Tuttavia dobbiamo essere consapevoli dei grossi margini di manipolazione dell’informazione e quindi della democrazia che esiste anche sul WEB. Manipolazione possibile per chi fosse pronto ad utilizzare adeguate tecniche comunicative, anche non troppo sofisticate. Altri ritengono invece che, visto l’elevatissimo numero di utenti del WEB, le bufale prima o poi verrebbero comunque smontate da una sorta di “conoscenza critica collettiva”.

E’ un po’ il problema generale del WEB, in cui tutti possono contribuire a far circolare sia le informazioni vere, che informazioni false o parzialmente vere. A ben vedere, bisogna concludere però che alcuni, pochissimi, possono ottenere una grande circolazione delle informazioni che hanno a cuore (vere o false che siano), mentre la stragrande parte degli utenti può farle conoscere solo a una ristretta di parenti e amici.

Per esempio : un motore di ricerca (come Google, Bing, Altavista, Yahoo) fornisce magari migliaia di risultati su uno specifico argomento (che poi sono sono una piccola parte di ciò che esiste sul WEB al riguardo), però in un certo rango (ordine di priorità) che l’utente non può determinare.
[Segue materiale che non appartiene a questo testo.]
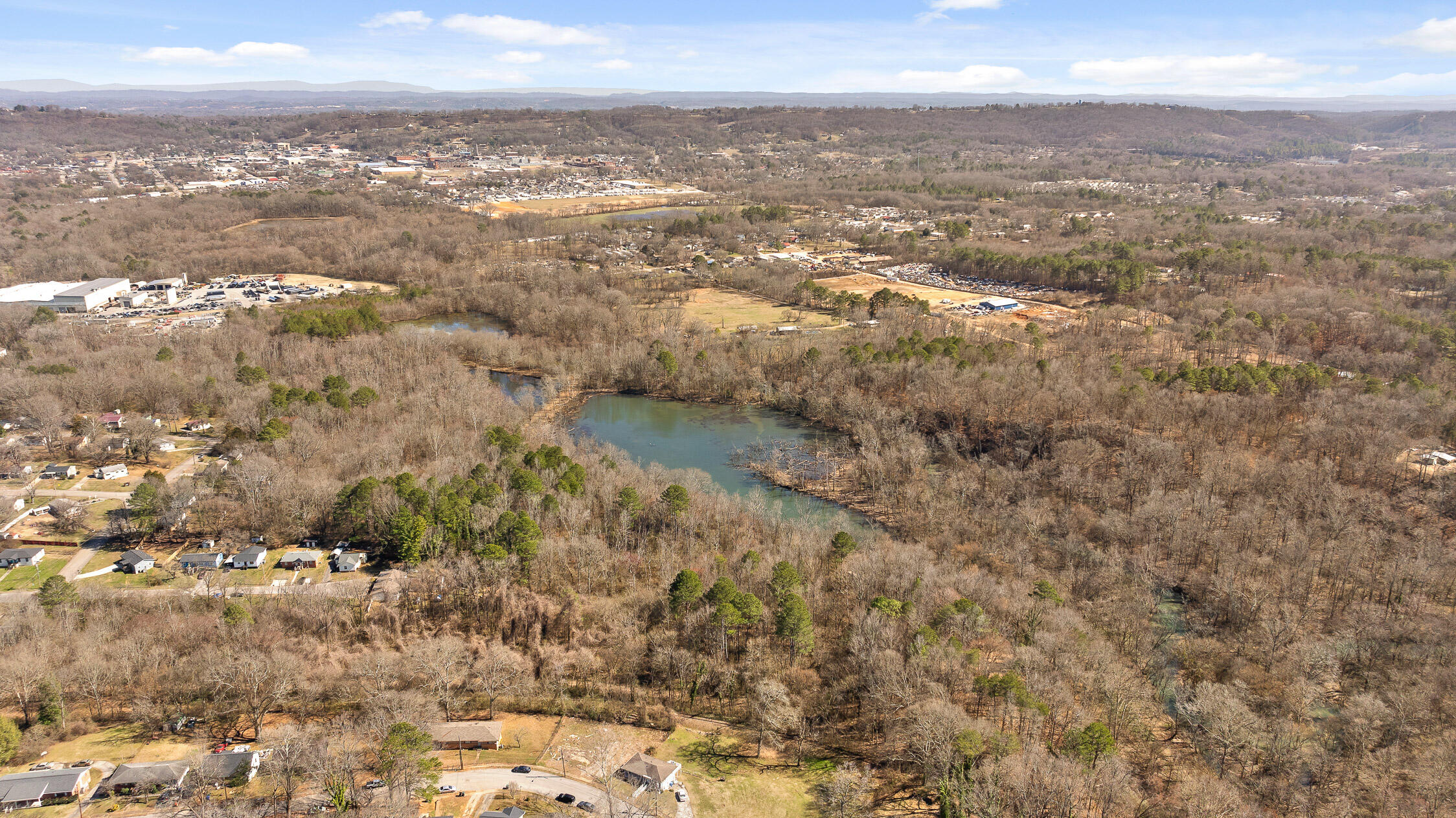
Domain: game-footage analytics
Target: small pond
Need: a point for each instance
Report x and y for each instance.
(705, 436)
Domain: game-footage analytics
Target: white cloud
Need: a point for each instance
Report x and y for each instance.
(1213, 72)
(242, 53)
(1431, 36)
(969, 79)
(940, 8)
(268, 51)
(402, 19)
(516, 31)
(179, 56)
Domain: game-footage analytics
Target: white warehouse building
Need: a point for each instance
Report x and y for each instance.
(66, 297)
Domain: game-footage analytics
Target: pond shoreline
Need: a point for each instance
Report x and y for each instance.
(833, 488)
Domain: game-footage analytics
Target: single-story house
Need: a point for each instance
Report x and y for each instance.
(653, 773)
(136, 562)
(236, 767)
(15, 558)
(253, 556)
(19, 791)
(201, 561)
(350, 561)
(146, 776)
(466, 736)
(113, 472)
(293, 561)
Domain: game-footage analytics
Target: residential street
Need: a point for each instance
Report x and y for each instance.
(538, 780)
(86, 552)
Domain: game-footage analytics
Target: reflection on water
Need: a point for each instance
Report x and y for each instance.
(520, 389)
(459, 322)
(705, 436)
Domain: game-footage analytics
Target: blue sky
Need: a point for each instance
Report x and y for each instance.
(1235, 47)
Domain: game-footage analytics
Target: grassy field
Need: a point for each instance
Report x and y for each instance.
(31, 577)
(119, 745)
(724, 309)
(750, 790)
(867, 284)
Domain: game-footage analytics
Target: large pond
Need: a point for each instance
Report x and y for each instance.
(459, 322)
(705, 436)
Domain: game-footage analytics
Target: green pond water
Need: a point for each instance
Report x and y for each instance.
(459, 322)
(705, 436)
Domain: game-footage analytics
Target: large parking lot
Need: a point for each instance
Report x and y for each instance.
(203, 304)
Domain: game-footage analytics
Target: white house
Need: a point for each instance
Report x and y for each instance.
(113, 472)
(16, 558)
(253, 556)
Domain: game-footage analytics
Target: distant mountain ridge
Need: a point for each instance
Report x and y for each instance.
(293, 97)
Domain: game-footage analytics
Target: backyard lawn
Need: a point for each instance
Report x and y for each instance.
(749, 788)
(31, 577)
(119, 745)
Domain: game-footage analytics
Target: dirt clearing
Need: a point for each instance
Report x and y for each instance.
(729, 310)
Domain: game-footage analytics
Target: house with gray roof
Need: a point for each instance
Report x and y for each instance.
(293, 561)
(136, 561)
(146, 776)
(350, 561)
(37, 788)
(253, 556)
(201, 561)
(236, 767)
(16, 558)
(653, 773)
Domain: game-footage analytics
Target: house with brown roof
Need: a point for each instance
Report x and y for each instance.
(466, 736)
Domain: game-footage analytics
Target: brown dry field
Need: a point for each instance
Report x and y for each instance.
(865, 284)
(727, 309)
(580, 205)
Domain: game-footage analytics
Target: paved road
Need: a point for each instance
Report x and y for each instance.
(79, 494)
(539, 782)
(78, 562)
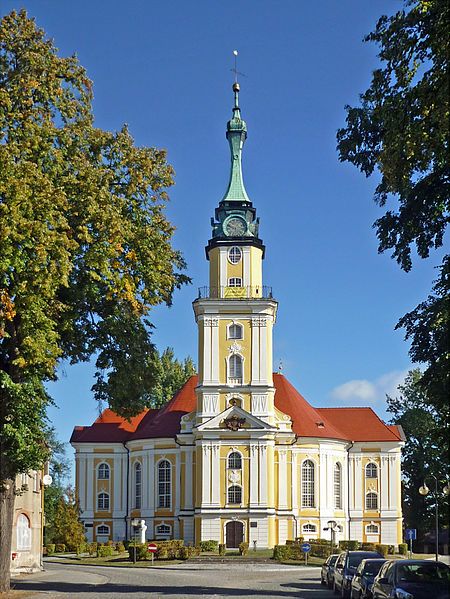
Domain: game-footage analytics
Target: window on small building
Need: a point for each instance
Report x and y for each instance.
(235, 461)
(308, 486)
(24, 532)
(103, 501)
(234, 255)
(103, 472)
(235, 331)
(235, 368)
(372, 529)
(337, 486)
(235, 494)
(164, 484)
(371, 470)
(309, 528)
(235, 282)
(371, 501)
(137, 485)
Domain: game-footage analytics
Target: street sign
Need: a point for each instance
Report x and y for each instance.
(411, 534)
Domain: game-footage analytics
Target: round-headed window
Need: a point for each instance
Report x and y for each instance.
(234, 255)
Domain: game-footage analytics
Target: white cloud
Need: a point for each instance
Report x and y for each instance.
(358, 391)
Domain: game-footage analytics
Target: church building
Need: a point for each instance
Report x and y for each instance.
(238, 454)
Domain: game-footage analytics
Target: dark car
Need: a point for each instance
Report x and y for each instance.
(345, 568)
(327, 573)
(412, 579)
(363, 579)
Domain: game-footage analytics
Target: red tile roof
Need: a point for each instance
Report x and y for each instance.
(350, 424)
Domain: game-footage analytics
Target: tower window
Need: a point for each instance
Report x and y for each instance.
(235, 282)
(234, 255)
(235, 331)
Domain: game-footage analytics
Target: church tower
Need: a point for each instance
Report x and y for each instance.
(236, 312)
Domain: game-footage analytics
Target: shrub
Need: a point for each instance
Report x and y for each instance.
(209, 545)
(349, 545)
(383, 549)
(105, 551)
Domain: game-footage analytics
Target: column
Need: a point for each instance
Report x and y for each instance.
(254, 470)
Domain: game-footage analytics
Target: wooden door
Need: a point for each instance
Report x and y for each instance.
(234, 534)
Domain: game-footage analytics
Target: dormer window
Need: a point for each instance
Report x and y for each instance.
(234, 255)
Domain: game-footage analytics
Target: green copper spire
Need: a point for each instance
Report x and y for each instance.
(236, 135)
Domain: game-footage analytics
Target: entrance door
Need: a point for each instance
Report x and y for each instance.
(234, 534)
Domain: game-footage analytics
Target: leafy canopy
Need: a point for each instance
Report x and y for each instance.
(85, 246)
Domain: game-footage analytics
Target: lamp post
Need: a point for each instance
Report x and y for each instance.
(424, 490)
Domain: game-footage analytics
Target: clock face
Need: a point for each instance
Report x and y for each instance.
(235, 227)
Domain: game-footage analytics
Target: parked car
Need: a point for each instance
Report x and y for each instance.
(412, 579)
(363, 579)
(327, 573)
(345, 568)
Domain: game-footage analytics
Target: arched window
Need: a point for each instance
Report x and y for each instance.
(103, 501)
(337, 480)
(371, 501)
(309, 528)
(235, 331)
(235, 282)
(234, 255)
(164, 484)
(137, 485)
(235, 368)
(235, 461)
(371, 470)
(235, 494)
(308, 487)
(103, 472)
(372, 529)
(23, 530)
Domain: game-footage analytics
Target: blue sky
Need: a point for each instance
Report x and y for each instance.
(164, 68)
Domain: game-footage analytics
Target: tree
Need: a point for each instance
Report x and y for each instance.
(422, 453)
(171, 376)
(400, 130)
(85, 250)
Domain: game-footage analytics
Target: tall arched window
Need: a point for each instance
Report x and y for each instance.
(308, 487)
(337, 480)
(235, 494)
(103, 501)
(235, 331)
(137, 485)
(235, 461)
(103, 472)
(371, 470)
(23, 530)
(164, 484)
(371, 501)
(235, 369)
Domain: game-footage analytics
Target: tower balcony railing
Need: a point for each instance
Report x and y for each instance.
(246, 292)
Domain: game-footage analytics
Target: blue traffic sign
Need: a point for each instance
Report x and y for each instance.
(411, 534)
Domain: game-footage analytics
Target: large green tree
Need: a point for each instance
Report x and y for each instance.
(85, 249)
(422, 453)
(400, 132)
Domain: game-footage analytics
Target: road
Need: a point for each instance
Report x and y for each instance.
(184, 581)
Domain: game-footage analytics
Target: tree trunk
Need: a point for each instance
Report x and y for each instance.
(7, 497)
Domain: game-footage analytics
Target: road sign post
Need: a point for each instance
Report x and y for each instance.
(306, 548)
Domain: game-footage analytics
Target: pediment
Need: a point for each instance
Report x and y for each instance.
(234, 418)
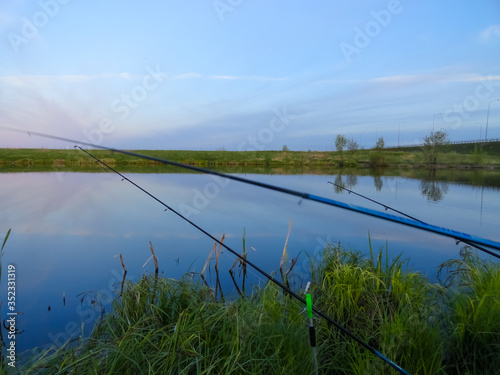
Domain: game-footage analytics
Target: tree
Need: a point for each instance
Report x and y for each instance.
(352, 145)
(380, 143)
(340, 143)
(434, 143)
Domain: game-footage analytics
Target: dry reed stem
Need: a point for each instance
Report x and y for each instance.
(285, 255)
(154, 259)
(202, 273)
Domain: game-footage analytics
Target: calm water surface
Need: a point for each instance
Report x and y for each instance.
(68, 230)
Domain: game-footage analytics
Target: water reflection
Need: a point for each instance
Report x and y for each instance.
(377, 180)
(350, 181)
(433, 189)
(68, 233)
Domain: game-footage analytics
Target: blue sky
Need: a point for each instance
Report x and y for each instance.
(241, 74)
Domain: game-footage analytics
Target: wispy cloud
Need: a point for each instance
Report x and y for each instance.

Generalmente ci si ferma a conrollare e ci si collega a siti segnalati nella prima schermata di risultati (difficilmente si vanno a controllare i siti in schermate oltre la quarta o la quinta).

I guadagni enormi accumulati da chi gestisce i motori di ricerca sono in gran parte legati alla loro possibilità di determinare un rango tra le informazioni, presentando per primi i siti disposti a pagare al motore di ricerca per godere di questo privilegio.
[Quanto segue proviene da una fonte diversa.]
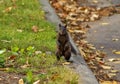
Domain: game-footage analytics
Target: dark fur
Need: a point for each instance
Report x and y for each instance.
(63, 43)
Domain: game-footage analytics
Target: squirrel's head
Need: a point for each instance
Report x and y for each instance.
(62, 29)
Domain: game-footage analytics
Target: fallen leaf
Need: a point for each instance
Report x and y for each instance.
(66, 63)
(115, 39)
(105, 23)
(108, 82)
(111, 60)
(2, 51)
(8, 9)
(19, 30)
(117, 62)
(113, 71)
(4, 69)
(21, 81)
(117, 52)
(35, 29)
(111, 74)
(37, 82)
(40, 30)
(106, 67)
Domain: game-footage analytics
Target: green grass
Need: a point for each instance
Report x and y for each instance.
(23, 16)
(19, 43)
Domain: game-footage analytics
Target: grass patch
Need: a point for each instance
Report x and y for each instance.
(25, 51)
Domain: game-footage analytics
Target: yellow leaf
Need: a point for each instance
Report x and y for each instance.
(105, 23)
(21, 81)
(106, 67)
(117, 52)
(66, 63)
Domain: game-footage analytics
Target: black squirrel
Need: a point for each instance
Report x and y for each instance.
(64, 46)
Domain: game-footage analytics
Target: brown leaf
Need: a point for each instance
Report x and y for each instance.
(35, 29)
(117, 52)
(106, 67)
(8, 9)
(37, 82)
(13, 57)
(21, 81)
(66, 63)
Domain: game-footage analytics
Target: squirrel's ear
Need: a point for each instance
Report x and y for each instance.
(59, 25)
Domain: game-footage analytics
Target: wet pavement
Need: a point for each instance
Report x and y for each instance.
(105, 35)
(98, 3)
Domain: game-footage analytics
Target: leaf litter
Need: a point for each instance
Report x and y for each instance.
(75, 16)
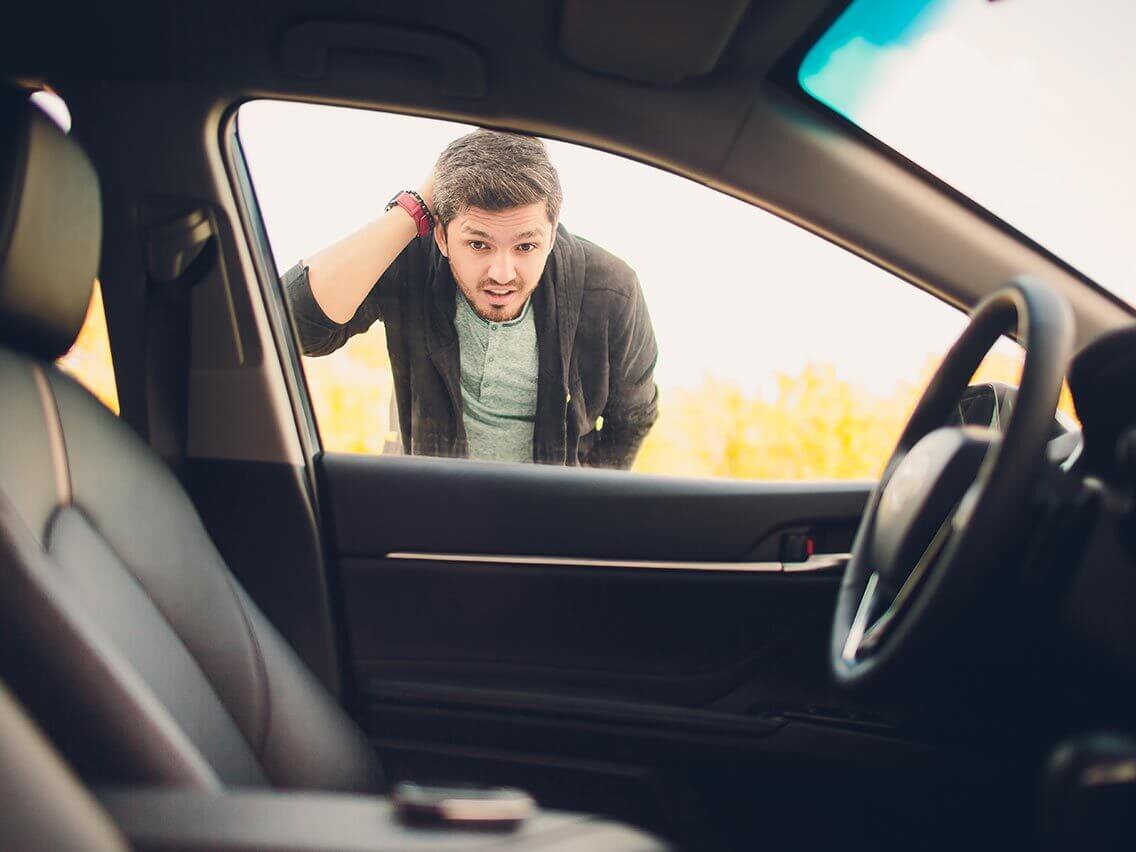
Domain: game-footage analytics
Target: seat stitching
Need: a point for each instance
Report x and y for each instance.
(266, 713)
(59, 461)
Un problema leggermente diverso si presenta per Wikipedia : dato che tutti possono contribuire a creare l’Enciclopedia mondiale, tutti possono alterare le informazioni che vi sono contenute. Recentemente sui giornali sono apparse notizie che denunciavano che molte imprese commerciali sono solite “ritoccare” le informazioni che le riguardavano per ottenere un’immagine migliore nei confronti dei clienti.
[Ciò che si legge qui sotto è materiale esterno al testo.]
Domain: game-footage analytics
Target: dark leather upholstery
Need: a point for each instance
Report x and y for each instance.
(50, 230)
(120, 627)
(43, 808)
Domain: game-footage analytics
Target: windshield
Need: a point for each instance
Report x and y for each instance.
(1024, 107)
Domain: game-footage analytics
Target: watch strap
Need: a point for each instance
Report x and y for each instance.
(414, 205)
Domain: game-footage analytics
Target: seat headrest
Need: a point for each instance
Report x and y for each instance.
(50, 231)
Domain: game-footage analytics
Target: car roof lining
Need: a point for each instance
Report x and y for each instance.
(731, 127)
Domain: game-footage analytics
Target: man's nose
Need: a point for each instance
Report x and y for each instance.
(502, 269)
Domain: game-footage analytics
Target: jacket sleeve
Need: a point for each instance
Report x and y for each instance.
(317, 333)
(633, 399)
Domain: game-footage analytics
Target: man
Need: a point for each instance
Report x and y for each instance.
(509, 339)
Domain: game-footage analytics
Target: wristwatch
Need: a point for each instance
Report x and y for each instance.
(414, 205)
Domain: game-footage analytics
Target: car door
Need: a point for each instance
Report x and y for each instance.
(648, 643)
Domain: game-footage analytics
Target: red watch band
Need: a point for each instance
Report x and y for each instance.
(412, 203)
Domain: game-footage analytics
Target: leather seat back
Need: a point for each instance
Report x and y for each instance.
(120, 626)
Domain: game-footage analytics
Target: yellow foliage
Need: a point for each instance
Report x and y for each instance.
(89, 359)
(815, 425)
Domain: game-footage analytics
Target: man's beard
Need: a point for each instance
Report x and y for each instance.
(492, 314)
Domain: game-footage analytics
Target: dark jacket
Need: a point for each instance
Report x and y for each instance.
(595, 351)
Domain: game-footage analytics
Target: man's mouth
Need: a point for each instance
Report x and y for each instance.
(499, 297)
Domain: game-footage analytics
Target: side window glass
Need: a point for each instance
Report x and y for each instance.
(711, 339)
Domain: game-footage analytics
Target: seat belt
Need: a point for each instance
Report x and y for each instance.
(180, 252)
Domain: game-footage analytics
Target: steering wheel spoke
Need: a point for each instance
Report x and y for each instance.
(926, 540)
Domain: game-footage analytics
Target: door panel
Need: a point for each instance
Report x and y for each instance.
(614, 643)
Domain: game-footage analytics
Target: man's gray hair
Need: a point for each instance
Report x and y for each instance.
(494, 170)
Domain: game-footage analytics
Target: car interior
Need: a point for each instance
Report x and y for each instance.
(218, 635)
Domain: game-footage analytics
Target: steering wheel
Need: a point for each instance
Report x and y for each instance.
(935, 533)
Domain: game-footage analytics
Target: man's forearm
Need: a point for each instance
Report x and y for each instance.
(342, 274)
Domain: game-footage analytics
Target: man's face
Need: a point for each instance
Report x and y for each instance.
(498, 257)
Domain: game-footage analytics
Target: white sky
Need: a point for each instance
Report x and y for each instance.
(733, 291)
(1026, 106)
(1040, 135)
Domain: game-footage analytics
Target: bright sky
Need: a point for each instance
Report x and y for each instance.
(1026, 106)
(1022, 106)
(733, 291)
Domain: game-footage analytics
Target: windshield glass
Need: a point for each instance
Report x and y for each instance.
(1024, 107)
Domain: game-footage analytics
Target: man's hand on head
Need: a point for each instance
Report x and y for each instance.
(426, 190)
3 – Voilà la buffleCome scommessa con gli amici, per cercare di smentire le certezze di chi sostiene che il WEB alla fine “ha sempre ragione”, abbiamo allora costruito un piccolo fake, una bufala per dirla in italiano, accusando altri di aver propinato a loro volta una bufala. Il test è stato effettuato su un aggregatore di blog come OK-Notizie, il più frequentato in Italia. Per costruire una bufala informativa basta costruire una notizia verosimile, che faccia leva su un pregiudizio politico o su stereotipi culturali, e che confermi la visione del mondo di chi la legge. E’ così che hanno origine anche le leggende metropolitane. E’ il fenomeno psicologico della “minimizzazione della dissonanza cognitiva” di cui abbiamo ampiamente parlato in questo blog, mentre cercavamo di  analizzare il successo ottenuto a suo tempo dalla comunicazione berlusconiana.  

E’ opinione comune che l’innamorato tradito sia sempre l’ultimo ad accorgersi dei tradimenti dell’amata, così come il fan sfegatato del leader carismatico è sempre l’ultimo a percepirne gli inganni. Anche se “il re è nudo”, ci saranno sempre molti fan che non se ne accorgeranno, perché hanno un’attenzione selettiva che scarta automaticamente gli elementi dissonanti. Ed è così che alcuni ricorrono alle teorie del complotto per ottenere facile consenso tra i fan più sprovveduti : vedi i complotti che sarebbero stati orditi a tavolino dalla magistratura rossa (Berlusconi) o dalle forze demo-pluto-giudaiche ai danni dell’Italia(il più recente Grillo e prima di lui il Duce).

Ancora oggi, nonostante che la vicenda berlusconiana sia giunta al suo epilogo con aspetti farseschi, ci sono ancora gli ultimi jap del Berlusca che combattono in sperdute isole del Mediterraneo, manifestando la loro fede incrollabile nel Mikado di Arcore e alimentando patetiche discussioni sulle pagine di quotidiani “di famiglia”.  

Ai fini della nostra scommessa, abbiamo quindi cercato di scegliere un bersaglio “assai comodo”, il quotidiano “il Giornale”, visto che la maggior parte degli utenti di Ok-Notizie sono di tutt’altro orientamento politico. Il post-fake da noi pubblicato – senza affermarlo esplicitamente – lasciava intendere che Il Giornale si fosse sbagliato, dando una notizia sull’esistenza di “ben otto incisivi” in un ispettore di polizia, come se questi denti fossero troppi.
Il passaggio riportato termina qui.